At the end of the season the York Region Shooters merged with Glen Shields Sun Devils and became the Vaughan Shooters. This time with the Shooters he helped the team reach the Rogers Cup finals but lost 1–0 to the Brampton Stallions. He returned to play college soccer with Humber, where he was named captain and as well the team MVP. With Vaughan he again helped them reach the finals but lost to Toronto Croatia 4-0. In 2005 for the third straight year the Shooters reached the CPSL Championship finals, but again lost to Oakville Blue Devils to a score of 2–1.

On April 18, 2006, he signed with the Toronto Lynx of the USL First Division. He made his Lynx debut on April 22, 2006, in 2–0 loss to the Virginia Beach Mariners. He helped Toronto to a 10-game undefeated streak at home a franchise record, and helped reach the finals of the Open Canada Cup, but lost to a score of 2–0 to Ottawa St. Anthony Italia. Once the season came to a conclusion the Lynx franchise dropped two divisions down to the USL Premier Development League resulting in many players to be released from their contracts. He remained with Toronto and renewed his contract. He played in a Toronto FC reserve match as a guest player on September 30, 2007. In the 2008 season he helped Toronto clinch a postseason berth for the first time since the 2000 season.

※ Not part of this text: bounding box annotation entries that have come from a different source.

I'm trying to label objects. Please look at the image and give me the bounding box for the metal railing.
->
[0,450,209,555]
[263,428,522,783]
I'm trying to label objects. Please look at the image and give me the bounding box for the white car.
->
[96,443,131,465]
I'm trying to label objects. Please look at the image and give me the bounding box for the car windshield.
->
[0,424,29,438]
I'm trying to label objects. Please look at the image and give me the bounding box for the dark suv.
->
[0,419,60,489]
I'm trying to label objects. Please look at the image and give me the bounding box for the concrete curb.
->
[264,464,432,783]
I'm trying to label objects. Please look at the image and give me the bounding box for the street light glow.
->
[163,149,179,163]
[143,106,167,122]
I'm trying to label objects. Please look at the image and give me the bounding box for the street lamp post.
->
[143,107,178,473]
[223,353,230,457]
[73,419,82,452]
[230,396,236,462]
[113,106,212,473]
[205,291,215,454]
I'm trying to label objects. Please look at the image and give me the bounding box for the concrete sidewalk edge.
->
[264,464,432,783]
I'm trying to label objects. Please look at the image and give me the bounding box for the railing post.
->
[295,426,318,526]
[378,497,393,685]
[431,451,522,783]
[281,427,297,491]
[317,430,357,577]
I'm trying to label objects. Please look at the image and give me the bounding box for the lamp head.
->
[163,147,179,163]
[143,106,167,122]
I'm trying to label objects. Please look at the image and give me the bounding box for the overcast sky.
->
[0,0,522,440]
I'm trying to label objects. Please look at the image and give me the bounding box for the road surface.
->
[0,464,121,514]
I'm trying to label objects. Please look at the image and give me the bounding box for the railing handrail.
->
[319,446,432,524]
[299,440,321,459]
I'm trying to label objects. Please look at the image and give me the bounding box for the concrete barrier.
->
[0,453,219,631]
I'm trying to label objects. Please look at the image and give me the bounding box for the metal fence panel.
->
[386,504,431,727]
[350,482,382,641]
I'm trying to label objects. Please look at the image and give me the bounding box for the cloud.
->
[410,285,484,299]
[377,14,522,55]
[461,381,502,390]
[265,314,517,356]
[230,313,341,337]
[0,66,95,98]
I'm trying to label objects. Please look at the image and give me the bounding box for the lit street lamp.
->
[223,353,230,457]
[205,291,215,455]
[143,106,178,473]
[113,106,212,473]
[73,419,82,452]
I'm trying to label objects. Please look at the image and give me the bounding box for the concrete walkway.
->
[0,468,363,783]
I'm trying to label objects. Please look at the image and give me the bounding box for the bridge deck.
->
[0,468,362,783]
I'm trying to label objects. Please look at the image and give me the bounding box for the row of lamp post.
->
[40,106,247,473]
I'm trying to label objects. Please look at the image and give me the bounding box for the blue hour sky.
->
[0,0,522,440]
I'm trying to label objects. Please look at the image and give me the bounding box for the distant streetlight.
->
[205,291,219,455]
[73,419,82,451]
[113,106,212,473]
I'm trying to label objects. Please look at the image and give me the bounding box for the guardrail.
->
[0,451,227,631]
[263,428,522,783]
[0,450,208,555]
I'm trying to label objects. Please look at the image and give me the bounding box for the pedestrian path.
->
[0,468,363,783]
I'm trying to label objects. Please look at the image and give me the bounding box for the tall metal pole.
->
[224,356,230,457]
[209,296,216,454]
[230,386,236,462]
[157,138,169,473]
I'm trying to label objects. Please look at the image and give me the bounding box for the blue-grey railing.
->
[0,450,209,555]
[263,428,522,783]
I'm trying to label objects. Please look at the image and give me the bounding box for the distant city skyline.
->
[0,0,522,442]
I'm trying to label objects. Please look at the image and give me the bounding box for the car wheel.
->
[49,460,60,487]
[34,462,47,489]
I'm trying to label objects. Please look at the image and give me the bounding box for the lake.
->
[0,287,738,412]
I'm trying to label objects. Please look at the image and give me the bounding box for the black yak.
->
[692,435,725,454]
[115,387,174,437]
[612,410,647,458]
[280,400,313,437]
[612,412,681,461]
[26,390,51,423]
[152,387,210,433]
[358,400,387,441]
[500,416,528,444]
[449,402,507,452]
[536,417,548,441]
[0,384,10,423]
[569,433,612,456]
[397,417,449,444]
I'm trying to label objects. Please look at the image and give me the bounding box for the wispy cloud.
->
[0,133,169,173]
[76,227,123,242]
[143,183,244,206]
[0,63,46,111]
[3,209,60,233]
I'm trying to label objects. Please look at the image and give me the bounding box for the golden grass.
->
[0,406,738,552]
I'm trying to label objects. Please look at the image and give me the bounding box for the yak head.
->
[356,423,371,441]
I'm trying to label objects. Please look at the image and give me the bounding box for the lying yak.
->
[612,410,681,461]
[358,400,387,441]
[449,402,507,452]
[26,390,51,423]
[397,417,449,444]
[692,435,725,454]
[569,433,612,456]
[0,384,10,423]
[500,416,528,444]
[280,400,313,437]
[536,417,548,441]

On May 14, 2009, Brampton United announced the signing of Medwin for the 2009 season. During his tenure with Brampton he helped the club reach the playoffs for the 2009, and 2011 seasons. In 2017, he played indoor soccer with Portugal AC in the Arena Premier League.

== Personal life ==
He is the grandson of the Welsh international footballer Terry Medwin.